DKIM (DomainKeys Identified Mail). DKIM adds a cryptographic signature to outgoing emails, allowing the recipient's server to verify that the message has not been altered in transit. Senserity checks for the presence of DKIM records.
DMARC (Domain-based Message Authentication, Reporting and Conformance). DMARC ties SPF and DKIM together and tells receiving servers what to do when an email fails authentication: accept it, quarantine it, or reject it. A strong DMARC policy (reject) means the company has taken steps to prevent its domain being used for phishing. Senserity checks the DMARC record, its policy strength, and whether reporting is configured.
A company with all three correctly configured has a significantly stronger email security posture than one with none. The combination of SPF, DKIM, and DMARC is tested as an "email authentication triad" with its own dedicated assessment.
Website security
Senserity checks a range of web security indicators:
SSL/TLS certificates. Whether the website uses HTTPS, whether the certificate is valid and not expired, and what type of certificate is in use. An expired or missing SSL certificate is a visible sign of poor maintenance.
Security headers. Modern web security relies on HTTP headers that instruct browsers to enforce security policies. Senserity checks for HSTS (forcing HTTPS connections), Content Security Policy (preventing code injection), clickjacking protection, MIME sniffing protection, and referrer policy. Each missing header represents a defence that has not been configured.
Threat intelligence. Senserity checks the company's domain against known threat databases, including Spamhaus (email blacklists), URLhaus (malware distribution), and Google Safe Browsing. A listing on any of these indicates the domain has been associated with malicious activity.
Sensitive path exposure. Senserity checks for common administrative and configuration paths (such as login pages, backup files, or debug endpoints) that should not be publicly accessible. Exposed paths can give attackers a foothold.
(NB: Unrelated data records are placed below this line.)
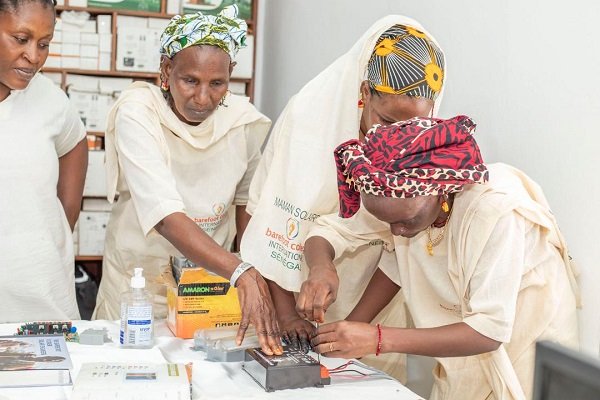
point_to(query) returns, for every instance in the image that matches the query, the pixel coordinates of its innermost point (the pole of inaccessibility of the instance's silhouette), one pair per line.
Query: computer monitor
(564, 374)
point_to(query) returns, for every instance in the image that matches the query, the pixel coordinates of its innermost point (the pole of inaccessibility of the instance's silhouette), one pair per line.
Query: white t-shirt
(37, 126)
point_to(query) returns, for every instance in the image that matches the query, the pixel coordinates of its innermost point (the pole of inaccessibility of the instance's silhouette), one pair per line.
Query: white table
(211, 380)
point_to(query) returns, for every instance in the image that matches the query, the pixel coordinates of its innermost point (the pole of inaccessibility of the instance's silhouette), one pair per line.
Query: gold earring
(164, 85)
(222, 102)
(445, 206)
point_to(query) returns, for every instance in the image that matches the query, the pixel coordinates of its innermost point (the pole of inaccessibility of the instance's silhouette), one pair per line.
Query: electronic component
(291, 370)
(45, 328)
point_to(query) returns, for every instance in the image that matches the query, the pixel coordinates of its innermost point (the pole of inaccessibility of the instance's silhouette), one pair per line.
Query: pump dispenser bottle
(137, 316)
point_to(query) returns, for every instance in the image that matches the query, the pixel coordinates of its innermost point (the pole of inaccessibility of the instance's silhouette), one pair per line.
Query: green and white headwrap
(224, 30)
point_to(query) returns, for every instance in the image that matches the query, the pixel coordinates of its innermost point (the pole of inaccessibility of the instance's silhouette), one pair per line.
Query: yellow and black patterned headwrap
(406, 61)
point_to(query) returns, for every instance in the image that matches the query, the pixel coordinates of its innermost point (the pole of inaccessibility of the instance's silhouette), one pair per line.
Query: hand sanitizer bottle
(136, 314)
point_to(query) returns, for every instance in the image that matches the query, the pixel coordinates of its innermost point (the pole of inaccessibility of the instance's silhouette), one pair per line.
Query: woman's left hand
(345, 339)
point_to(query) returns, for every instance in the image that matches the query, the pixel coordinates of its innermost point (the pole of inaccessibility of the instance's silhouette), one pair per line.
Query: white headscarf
(296, 179)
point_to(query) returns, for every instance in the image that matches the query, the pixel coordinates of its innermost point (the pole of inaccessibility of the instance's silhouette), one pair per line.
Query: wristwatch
(239, 270)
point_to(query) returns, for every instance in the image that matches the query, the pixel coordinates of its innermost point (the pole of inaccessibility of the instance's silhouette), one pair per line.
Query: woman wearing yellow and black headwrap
(181, 158)
(394, 72)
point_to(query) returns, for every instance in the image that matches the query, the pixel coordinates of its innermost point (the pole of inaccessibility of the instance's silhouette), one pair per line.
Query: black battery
(290, 370)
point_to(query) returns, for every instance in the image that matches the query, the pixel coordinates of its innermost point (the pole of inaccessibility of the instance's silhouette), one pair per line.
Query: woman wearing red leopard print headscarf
(482, 263)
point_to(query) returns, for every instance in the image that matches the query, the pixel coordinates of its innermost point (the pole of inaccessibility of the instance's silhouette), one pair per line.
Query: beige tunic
(502, 268)
(160, 165)
(295, 183)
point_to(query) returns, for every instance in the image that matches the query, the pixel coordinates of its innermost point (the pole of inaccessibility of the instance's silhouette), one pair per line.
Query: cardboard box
(104, 23)
(104, 61)
(213, 7)
(200, 300)
(89, 50)
(141, 5)
(90, 38)
(105, 42)
(137, 49)
(95, 178)
(89, 63)
(70, 62)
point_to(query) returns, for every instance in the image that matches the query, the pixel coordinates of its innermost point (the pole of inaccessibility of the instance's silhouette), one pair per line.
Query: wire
(375, 373)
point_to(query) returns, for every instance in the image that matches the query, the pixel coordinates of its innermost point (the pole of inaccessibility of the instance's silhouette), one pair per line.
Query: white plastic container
(137, 316)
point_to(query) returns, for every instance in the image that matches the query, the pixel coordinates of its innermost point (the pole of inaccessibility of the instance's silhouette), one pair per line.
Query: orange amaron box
(200, 300)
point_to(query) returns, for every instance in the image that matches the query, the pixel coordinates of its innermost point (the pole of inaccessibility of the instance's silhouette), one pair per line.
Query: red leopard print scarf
(417, 157)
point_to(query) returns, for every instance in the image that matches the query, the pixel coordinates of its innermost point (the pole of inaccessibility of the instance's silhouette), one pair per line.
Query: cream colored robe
(296, 182)
(160, 165)
(502, 268)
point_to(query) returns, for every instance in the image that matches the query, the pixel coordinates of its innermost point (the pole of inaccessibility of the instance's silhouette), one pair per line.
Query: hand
(345, 339)
(318, 292)
(296, 333)
(257, 308)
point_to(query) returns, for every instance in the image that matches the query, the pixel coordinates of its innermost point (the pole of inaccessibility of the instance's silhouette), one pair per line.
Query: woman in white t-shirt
(181, 158)
(42, 171)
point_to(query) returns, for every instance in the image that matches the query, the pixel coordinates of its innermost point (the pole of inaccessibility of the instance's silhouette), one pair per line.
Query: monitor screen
(564, 374)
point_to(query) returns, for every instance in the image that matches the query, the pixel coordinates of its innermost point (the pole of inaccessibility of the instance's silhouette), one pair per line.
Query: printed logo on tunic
(454, 308)
(218, 209)
(292, 228)
(283, 249)
(210, 223)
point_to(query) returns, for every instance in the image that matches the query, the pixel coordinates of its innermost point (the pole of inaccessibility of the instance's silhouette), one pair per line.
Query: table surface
(210, 380)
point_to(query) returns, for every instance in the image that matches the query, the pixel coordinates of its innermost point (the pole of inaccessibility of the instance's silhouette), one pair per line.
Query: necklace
(432, 242)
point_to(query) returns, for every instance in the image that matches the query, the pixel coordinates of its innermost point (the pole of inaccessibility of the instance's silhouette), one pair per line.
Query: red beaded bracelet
(378, 351)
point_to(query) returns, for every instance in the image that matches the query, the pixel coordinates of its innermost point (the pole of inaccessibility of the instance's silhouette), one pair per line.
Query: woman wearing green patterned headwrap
(181, 158)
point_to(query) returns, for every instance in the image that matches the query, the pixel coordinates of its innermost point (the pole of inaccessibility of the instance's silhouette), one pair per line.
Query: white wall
(528, 72)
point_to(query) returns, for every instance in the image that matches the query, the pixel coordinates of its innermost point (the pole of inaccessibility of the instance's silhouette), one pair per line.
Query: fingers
(241, 330)
(326, 344)
(312, 303)
(297, 335)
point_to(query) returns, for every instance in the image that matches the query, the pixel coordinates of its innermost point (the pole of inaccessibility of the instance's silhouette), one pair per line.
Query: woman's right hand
(297, 332)
(258, 310)
(318, 292)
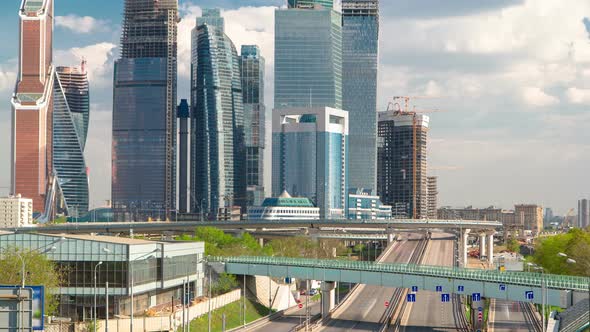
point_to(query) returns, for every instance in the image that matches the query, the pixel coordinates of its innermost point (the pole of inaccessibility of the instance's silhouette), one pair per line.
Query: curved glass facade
(217, 145)
(360, 51)
(71, 106)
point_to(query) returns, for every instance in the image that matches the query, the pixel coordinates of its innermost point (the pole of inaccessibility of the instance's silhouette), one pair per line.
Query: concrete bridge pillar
(328, 297)
(463, 244)
(482, 244)
(491, 248)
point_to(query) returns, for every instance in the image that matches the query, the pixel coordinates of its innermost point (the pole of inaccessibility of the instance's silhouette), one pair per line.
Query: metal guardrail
(511, 278)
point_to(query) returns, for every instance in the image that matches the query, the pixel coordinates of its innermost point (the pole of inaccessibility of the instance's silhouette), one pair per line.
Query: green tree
(39, 271)
(575, 243)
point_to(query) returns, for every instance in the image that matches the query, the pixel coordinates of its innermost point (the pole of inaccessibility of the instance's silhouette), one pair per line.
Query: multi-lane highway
(366, 310)
(507, 316)
(429, 313)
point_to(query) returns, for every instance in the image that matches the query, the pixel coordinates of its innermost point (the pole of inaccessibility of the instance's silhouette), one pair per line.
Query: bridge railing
(515, 278)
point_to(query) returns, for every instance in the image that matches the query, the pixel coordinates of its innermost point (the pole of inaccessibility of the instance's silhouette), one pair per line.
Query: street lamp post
(573, 261)
(94, 311)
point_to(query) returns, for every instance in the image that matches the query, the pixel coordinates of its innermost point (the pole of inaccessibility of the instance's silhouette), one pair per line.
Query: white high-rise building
(16, 211)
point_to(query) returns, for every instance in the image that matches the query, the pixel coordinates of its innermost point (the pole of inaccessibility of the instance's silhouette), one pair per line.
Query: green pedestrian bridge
(514, 286)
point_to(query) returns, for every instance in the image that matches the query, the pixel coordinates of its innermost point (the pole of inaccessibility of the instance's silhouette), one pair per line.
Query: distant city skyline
(508, 102)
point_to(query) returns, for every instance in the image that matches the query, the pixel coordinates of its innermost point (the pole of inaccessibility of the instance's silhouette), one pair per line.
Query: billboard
(14, 299)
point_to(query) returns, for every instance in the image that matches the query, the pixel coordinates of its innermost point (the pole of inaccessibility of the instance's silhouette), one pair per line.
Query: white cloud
(536, 97)
(99, 59)
(81, 24)
(578, 96)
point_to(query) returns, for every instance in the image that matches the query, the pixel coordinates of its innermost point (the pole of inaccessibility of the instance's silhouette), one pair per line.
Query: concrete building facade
(32, 104)
(402, 163)
(16, 211)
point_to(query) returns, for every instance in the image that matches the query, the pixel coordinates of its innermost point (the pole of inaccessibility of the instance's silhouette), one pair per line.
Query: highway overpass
(513, 286)
(189, 226)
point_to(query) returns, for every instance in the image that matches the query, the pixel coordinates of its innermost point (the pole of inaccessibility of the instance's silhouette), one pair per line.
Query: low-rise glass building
(285, 207)
(365, 205)
(154, 272)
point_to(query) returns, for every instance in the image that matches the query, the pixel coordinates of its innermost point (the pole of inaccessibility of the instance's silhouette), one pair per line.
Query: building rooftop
(103, 238)
(285, 200)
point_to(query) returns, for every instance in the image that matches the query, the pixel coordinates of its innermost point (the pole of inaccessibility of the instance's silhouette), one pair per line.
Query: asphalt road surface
(428, 313)
(507, 316)
(365, 310)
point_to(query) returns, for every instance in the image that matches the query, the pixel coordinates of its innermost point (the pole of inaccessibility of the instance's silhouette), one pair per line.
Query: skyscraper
(360, 52)
(402, 163)
(144, 112)
(252, 66)
(583, 213)
(217, 145)
(71, 108)
(308, 56)
(310, 151)
(32, 104)
(184, 115)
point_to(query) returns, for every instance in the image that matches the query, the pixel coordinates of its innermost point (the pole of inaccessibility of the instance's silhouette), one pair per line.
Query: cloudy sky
(512, 76)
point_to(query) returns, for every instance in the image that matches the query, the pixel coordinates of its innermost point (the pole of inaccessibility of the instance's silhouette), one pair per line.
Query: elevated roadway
(365, 310)
(189, 226)
(429, 313)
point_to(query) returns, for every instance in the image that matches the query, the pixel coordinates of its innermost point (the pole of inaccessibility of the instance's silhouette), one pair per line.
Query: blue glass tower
(310, 151)
(144, 113)
(71, 108)
(217, 146)
(308, 56)
(252, 67)
(360, 51)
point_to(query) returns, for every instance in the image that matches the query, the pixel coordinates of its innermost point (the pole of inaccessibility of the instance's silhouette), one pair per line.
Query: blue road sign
(476, 297)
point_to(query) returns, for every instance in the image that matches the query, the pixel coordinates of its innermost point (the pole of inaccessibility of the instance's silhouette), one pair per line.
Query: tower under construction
(402, 163)
(144, 112)
(32, 104)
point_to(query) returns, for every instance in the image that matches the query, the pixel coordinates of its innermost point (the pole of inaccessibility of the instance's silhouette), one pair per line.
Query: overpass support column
(464, 237)
(482, 244)
(491, 249)
(328, 297)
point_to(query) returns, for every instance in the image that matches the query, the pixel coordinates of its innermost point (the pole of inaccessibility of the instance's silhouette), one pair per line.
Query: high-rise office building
(360, 52)
(184, 115)
(310, 3)
(308, 56)
(310, 151)
(432, 196)
(402, 163)
(71, 112)
(583, 213)
(217, 136)
(144, 112)
(32, 104)
(252, 66)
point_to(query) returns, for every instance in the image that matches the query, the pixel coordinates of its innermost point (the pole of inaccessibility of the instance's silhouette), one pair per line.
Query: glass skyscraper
(310, 152)
(308, 57)
(144, 112)
(360, 51)
(218, 155)
(71, 107)
(252, 67)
CMS and technology detection. Senserity identifies the content management system and key technologies used by the website. Outdated or unpatched systems are a known risk.
Cyber Essentials certification
Cyber Essentials is a UK government-backed certification scheme that covers five basic security controls: firewalls, secure configuration, access control, malware protection, and patch management. There are two levels: Cyber Essentials (self-assessed) and Cyber Essentials Plus (independently verified).
Senserity checks whether the company holds a valid Cyber Essentials certificate, what level it has achieved, and when the certificate expires. Certification is not mandatory for most companies, so its absence is not treated as a failure. However, holding a valid certificate is a positive signal, and an expired certificate that has not been renewed is flagged.
Cyber Essentials checks consume 1 credit per company and are available from the Trial tier upwards.
How scores work
Each Cyber test produces a pass, warning, or fail result with an associated severity. The individual results are aggregated into the Cyber category score using the same weighted approach as all other categories, where Critical and High severity failures have a larger impact than Low or Info findings.
A company with no website or no domain will have limited Cyber test coverage. In these cases, the category score is based on whatever data is available, and the absence of a web presence is noted but not penalised.
What it does not check
The Cyber category assesses external-facing configuration only. It does not test internal network security, endpoint protection, staff training, incident response procedures, or data handling practices. These are important aspects of cybersecurity, but they require direct access or supplier cooperation to assess. For those areas, Senserity's attestation system allows you to ask suppliers directly about their internal security practices.